1) Include your full legal name (as shown on your BC Services Card) and any variations of your name registration on any documents and the date your will sign the Will. (previous marriage name, name changes)
2) Revoke prior documents
3) Appoint your executor(s) and guardian(s) for minor children, if applicable. I always like to appoint one person to be the primary executor / guardian and a back up option as well. Better to be safe!
4) Include any definitions of words you will be using in the Will. Only needed for the words that are not already defined in the legislation.
Second part of writing your Will – Who gets what
Most people when they think all they need is a simple Will, will say “Give everything to my spouse, and then to the kids equally.” If that is your case, then the drafting should be:
1) Pay all your debts
2) After the Will maker’s death everything will be transferred to the executor to be dealt with as follows: …. Now we start our instructions.
3) Give my estate to my spouse if (he/she) is alive xx days after I die. The legislation requires minimum of 5 days apart. Research shows that best would be to wait 15 days to avoid giving everything to one person and the person passing right after.
4) If my spouse is not alive on xx days, to equally divide my estate among my children who are alive xx days.
5) You can go to grandkids after
6) I always like to include a “disaster clause” that includes a destination to the estate in case of a disaster where both spouses die leaving no kids or grandkids alive.
Third part of writing your Will – powers to the executor
Include any powers you think your executor will need to manage your estate. I like to include:
1) Powers to hire help to best manage your estate
2) Powers to deal with any business you may have
3) Powers to not have to liquidate everything on your estate to the risk of losing money ?
4) Powers to pay your children’s guardian
5) Powers to deal with social media accounts
6) Powers to deal with digital currency
Signing your own Will
1) The will maker and 2 witness need to sign the Will at the same time.
2) Witnesses cannot be someone named in the Will.

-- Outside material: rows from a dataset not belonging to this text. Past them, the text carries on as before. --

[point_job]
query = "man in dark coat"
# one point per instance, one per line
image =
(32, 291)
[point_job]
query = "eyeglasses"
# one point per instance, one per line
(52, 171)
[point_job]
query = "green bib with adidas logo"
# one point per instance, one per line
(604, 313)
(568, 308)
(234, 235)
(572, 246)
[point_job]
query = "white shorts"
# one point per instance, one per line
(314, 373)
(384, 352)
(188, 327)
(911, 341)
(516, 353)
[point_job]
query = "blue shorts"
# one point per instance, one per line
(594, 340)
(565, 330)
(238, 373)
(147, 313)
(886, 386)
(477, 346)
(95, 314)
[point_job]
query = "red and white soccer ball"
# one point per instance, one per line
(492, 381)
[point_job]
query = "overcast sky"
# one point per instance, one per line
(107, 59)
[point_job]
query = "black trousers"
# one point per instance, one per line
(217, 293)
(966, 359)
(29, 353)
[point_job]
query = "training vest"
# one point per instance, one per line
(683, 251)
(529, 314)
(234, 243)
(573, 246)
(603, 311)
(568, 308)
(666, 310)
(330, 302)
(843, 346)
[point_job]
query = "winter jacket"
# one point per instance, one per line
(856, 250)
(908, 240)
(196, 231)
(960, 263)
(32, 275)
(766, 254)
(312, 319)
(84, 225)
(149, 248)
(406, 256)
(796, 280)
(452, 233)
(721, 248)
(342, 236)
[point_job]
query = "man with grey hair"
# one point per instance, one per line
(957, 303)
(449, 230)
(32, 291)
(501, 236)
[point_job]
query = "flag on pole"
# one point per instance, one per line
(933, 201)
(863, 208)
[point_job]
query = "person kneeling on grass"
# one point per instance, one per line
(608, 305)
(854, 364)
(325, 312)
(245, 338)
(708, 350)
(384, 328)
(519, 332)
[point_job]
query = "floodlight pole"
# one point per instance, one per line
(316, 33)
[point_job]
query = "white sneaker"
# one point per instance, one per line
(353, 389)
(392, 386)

There is no need to have it notarized With all being said, I would like to remind you that a Will should be a document drafted once (if properly done) and valid for many years to come, with no need to constantly be updated. It is worth the investment of having a legal professional that has this specialty draft this document for you instead of risk doing it yourself. If not done properly there is no second chance, it will only be known after the Will maker dies and the family tries to use the document. It will cost much less than you spend in coffee, or time spent researching the legislation if you divide the cost of the document for the number of years it will be standing.